According to their website:
VISION: “Rural America will be a global model for vibrant, prosperous, and thriving communities.”
MISSION: “Thrive designs opportunity in impoverished regions of rural America in an effort to increase economic mobility and decrease rural brain drain.”
I admire this start up because of their desire to make a difference. Thrive describes Helena as “culturally and historically rich, but economically poor.”
One event they hold continuously is called “Helena Second Saturdays.” In 2011, Thrive united with the Phillips County Chamber of Commerce, Main Street Helena, the Delta Cultural Center and the Arkansas Delta Arts Partnership to create Helena Second Saturday. The long-term goal for Helena Second Saturday is revitalizing historic downtown Helena. This free community is a monthly fair located in downtown Helena. The event provides an atmosphere for local artists, musicians, entrepreneurs and citizens to come together and attract visitors. You can learn more about Helena Second Saturdays here.
Thrive revealed its Impact program in 2013, which is “a rural think-tank. Impact projects will utilize external internship and fellowship programs, and invite local professionals and visiting experts to take part in rural development efforts under the 501c3 status of Thrive.”

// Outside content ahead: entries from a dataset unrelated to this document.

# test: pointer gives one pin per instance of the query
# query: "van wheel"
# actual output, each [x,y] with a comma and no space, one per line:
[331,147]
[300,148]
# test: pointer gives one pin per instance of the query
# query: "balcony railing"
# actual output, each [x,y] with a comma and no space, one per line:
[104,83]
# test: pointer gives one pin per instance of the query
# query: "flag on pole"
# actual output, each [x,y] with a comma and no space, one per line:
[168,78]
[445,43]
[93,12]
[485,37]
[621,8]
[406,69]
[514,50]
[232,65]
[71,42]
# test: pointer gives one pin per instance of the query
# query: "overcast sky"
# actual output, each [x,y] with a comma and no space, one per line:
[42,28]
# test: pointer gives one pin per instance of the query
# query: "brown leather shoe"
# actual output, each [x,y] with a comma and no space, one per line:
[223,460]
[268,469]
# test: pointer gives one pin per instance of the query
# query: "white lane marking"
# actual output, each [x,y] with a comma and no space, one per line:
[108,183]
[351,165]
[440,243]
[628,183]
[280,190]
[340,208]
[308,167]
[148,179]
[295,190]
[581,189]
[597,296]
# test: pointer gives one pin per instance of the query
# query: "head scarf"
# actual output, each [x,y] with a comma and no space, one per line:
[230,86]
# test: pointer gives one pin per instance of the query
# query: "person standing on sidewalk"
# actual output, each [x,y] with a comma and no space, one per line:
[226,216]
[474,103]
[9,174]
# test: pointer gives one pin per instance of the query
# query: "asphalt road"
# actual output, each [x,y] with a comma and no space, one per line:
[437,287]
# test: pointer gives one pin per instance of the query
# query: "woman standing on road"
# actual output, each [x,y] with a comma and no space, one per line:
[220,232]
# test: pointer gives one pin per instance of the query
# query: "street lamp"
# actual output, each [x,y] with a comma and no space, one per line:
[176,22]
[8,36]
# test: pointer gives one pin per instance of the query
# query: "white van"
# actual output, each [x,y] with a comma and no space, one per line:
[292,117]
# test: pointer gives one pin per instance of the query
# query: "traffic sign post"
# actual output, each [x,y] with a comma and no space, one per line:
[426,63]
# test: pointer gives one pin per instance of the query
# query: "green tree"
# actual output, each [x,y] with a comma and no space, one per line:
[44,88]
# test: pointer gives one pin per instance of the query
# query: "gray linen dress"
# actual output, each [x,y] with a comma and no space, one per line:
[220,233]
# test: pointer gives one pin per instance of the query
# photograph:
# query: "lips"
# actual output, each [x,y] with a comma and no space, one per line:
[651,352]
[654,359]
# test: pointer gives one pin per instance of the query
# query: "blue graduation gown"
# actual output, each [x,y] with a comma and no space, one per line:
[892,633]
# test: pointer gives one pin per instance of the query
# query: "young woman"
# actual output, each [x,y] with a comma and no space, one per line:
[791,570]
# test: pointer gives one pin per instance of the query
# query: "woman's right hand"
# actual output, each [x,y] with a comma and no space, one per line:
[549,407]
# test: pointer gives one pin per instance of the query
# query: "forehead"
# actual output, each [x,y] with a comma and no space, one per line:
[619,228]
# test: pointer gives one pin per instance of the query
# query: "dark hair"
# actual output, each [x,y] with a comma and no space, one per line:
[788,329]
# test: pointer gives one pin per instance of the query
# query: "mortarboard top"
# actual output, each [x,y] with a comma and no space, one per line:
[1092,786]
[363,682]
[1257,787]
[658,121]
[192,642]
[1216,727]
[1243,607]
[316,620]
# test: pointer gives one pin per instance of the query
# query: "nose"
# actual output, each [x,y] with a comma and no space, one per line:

Thrive believes that baby steps are the key to helping small communities reach their maximum potential.
In an article written by Casey Penn in the latest magazine issue of Talk Business Arkansas, he wrote, “While many Delta communities are struggling to survive, Will Staley and Terrance Clark are working to make sure at least one of them thrives. He elaborates, “After just one year of passing muster, Thrive had already caught the attention of city managers who approached Staley and Clark about running a small business incubator, the Helena Entrepreneur Center (HEC).”
“We make money from pretty much any rock we can pull money out from under,” said Clark, who is quick to defend their methods in a county with a history of abuse of non-profit funds. “We’re not seeking grant money to pay our salaries, and we know that for this to exist [long-term], we have to work as hard as we can to make sure it’s sustainable.”
Will Staley and Terrance Clark of Thrive received the Pat Audirsch Community Advancement Award.
The Community Advancement Award is presented annually to an individual or organization that has had an amazing impact on their community involving community development in Helena.
“During the past five years, Thrive’s efforts has created programs and community-wide initiatives designed to create jobs and improve the quality of life in Phillips County. The Education Innovation Award is given to an educational/training entity that develops innovative approaches to training and education in the Crossroads region,” says Randy Hogan of The Helena Arkansas Daily Word.